Or I shall live your epitaph to make,
Or you survive when I in earth am rotten;
From hence your memory death cannot take,
Although in me each part will be forgotten.
Your name from hence immortal life shall have,
Though I, once gone, to all the world must die.
The earth can yield me but a common grave,
When you entombed in men's eyes shall lie.
Your monument shall be my gentle verse,
Which eyes not yet created shall o'er-read,
And tongues to be your being shall rehearse,
When all the breathers of this world are dead;
You still shall live (such virtue hath my pen,)
Where breath most breathes,

even in the mouths of men.

FROM "THE PASSIONATE PILGRIM."

I.

Crabbed age and youth

Cannot live together;

Youth is full of pleasance,
Age is full of care;
Youth like summer morn,
Age like winter weather;
Youth like summer brave,
Age like winter bare.

Youth is full of sport,

Age's breath is short,

Youth is nimble, age is lame;

Youth is hot and bold,

Age is weak and cold;

Youth is wild, and age is tame,

Age, I do abhor thee,

Youth, I do adore thee;

O, my love, my love is young! Age, I do defy thee;

O sweet shepherd, hie thee,

For methinks thou stay'st too long.

II.

As it fell upon a day,

In the merry month of May,

Sitting in a pleasant shade

Which a grove of myrtles made,

Beasts did leap, and birds did spring,
Every thing did banish moan,
Save the nightingale alone.

She, poor bird, as all forlorn,
Lean'd her breast up-till a thorn,
And there sung the dolefull'st ditty,
That to hear it was great pity.
Fie, fie, fie, now would she cry,
Teru, Teru, by and by,
That to hear her so complain,
Scarce I could from tears refrain;
For her griefs so lively shown,
Made me think upon mine own.
Ah! thought I, thou mourn'st in vain!
None take pity on thy pain;

Senseless trees, they cannot hear thee;
Ruthless beasts, they will not cheer thee;

King Pandion, he is dead;

All thy friends are lapp'd in lead;

All thy fellow birds do sing,
Careless of thy sorrowing.

Even so, poor bird, like thee,
None alive will pity me.
Whilst as fickle fortune smil'd,
Thou and I were both beguil'd.

Every one that flatters thee,
Is no friend in misery.

Words are easy like the wind;
Faithful friends are hard to find.
Every man will be thy friend,
Whilst thou hast where with to spend;
But if store of crowns be scant,
No man will supply thy want.
If that one be prodigal,
Bountiful they will him call,
And with such like flattering,
"Pity but he were a king."
If he be addict to vice,
Quickly him they will entice;
But if fortune once do frown,
Then farewell his great renown;
They that fawn'd on him before,
Use his company no more.
He that is thy friend indeed,
He will help thee in thy need,
If thou sorrow, he will weep;
If thou wake, he cannot sleep.
Thus of every grief in heart
He with thee doth bear a part.
These are certain signs to know
Faithful friend from flattering foe.

MERCY.

The quality of mercy is not strain'd,
It droppeth as the gentle rain from heaven
Upon the place beneath; it is twice bless'd;
It blesseth him that gives, and him that takes.

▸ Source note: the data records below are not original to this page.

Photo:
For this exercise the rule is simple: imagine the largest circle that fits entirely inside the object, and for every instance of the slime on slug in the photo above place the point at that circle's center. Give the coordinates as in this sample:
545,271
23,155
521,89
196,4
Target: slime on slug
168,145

'Tis mightiest in the mightiest; it becomes
The throned monarch better than his crown;
His sceptre shows the force of temporal power,
The attribute to awe and majesty,

Wherein doth sit the dread and fear of kings;
But mercy is above this scepter'd sway,

It is enthroned in the hearts of kings,

It is an attribute to God himself,

And earthly power doth then show likest God's,
When mercy seasons justice.

SLEEP.

How many thousand of my poorest subjects

Are at this hour asleep! - O Sleep! O gentle Sleep!
Nature's soft nurse, how have I frighted thee,
That thou no more wilt weigh my eyelids down,

And steep my senses in forgetfulness?

Why rather, Sleep, liest thou in smoky cribs,

Upon uneasy pallets stretching thee,

And hush'd with buzzing night-flies to thy slumber,
Than in the perfumed chambers of the great,
Under the canopies of costly state,

And lull'd with sounds of sweetest melody:

Oh, thou dull god! why liest thou with the vile,
In loathsome beds; and leav'st the kingly couch
A watch-case, or a common 'larum-bell?

Wilt thou, upon the high and giddy mast

Seal up the ship-boy's eyes, and rock his brains
In cradle of the rude imperious surge,

And in the visitation of the winds,

Who take the ruffian billows by the top,

Curling their monstrous heads, and hanging them
With deaf'ning clamours in the slippery clouds,
That, with the hurly, death itself awakes?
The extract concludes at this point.